Facebook and Twitter didn’t make any earth-shattering changes; LinkedIn (NYSE:LNKD) went public and the Color Facebook app had a rough start.
However, here’s six trends that Mashable believes will be remembered from 2011.
Launched in June as a competitor to Facebook, Google Inc. (NASDAQ:GOOG) introduced the social network with a lot of buzz. It started as an invite-only network and then opened publicly in September. In October, marketers signed up for brand pages, which may have slowed the network’s growth.
To date, the network hasn’t really shown SEO or Circles advantages as compared to Facebook. It is personal, making it easy to talk with people with common interests as opposed to speaking to a general audience.
While Twitter started advertising platforms last year, in 2011 the social media outlet hit the mainstream. This has been reflected in ad pricing.
In its April 2010 launch, Promoted Trends cost $25,000 to $30,000 per day, but by June 2011, Twitter charged $120,000 for these placements. They have now worked 500 advertisers for 6,000 campaigns.
Twitter now has London and New York sales offices.
It has become a campaign ad agent. Audi had a Super Bowl ad attributing a Twitter hashtag while there’s been numerous online and offline campaigns by companies promoting tweeting.
Groupon Inc. (NASDAQ:GRPN) started the year looking like an up-and-coming Facebook. The company’s owners said “no thanks” to Google’s $6 billion offer, but drew competitors from everywhere.
In 2011, Facebook nixed its Deals project, which would have been a Groupon competitor, while Yelp cut back on its daily deals opportunities. Groupon’s IPO was initially deemed a success, but its allure has since fizzled.
While AR isn’t new, Starbucks (NASDAQ:SBUX) had an AR campaign named Starbucks Cup Magic through the holiday season. Fans could “animate coffee cups with their smartphones.” After doing so, they could share this experience either through Facebook or an ecard.
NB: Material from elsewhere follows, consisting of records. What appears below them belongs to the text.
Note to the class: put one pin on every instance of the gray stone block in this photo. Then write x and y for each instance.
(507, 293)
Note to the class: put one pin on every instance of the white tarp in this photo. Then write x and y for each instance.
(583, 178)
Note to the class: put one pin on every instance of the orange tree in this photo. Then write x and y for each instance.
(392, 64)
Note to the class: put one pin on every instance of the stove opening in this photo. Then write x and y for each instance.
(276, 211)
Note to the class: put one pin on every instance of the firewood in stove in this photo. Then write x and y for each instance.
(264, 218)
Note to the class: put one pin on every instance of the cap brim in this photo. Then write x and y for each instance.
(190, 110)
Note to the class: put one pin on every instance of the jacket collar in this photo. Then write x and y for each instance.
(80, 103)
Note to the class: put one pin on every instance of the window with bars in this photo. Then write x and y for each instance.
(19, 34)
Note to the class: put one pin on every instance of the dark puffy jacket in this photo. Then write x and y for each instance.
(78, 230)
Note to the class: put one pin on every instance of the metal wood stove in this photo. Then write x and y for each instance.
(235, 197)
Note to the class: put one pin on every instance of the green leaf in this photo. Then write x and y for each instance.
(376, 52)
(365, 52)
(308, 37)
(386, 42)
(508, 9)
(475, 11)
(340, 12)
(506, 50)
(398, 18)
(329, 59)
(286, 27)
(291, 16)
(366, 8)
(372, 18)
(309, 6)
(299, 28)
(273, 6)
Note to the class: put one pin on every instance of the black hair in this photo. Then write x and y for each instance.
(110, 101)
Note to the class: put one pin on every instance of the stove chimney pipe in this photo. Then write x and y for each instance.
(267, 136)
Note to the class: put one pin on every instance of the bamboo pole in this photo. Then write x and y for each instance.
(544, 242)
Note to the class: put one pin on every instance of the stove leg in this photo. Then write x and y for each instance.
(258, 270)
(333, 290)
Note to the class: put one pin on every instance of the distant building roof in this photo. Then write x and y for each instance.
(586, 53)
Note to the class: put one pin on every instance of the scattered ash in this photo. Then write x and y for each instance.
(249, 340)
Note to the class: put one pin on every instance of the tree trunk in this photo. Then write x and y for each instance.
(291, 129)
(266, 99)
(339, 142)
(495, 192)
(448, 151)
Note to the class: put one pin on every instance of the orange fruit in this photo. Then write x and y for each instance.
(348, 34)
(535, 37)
Products marketed through apps aren’t a new idea but they used to come with a useful design, such as Kraft’s (NYSE:KFT) iFood Assistant.
However this year, many new apps were supposed to be jokes, sent to others by social media. One example is Jell-O’s “Jiggle It” app, which shows a shiny Jell-O cube dancing to selected music. While not a useful app, it can be shared with others.
Geico delivered two joke apps in 2011 with the Caveman Photo Crasher app featuring a photo-bombing Caveman, and the BroStache, which copies a mustache when you put a smartphone to your face.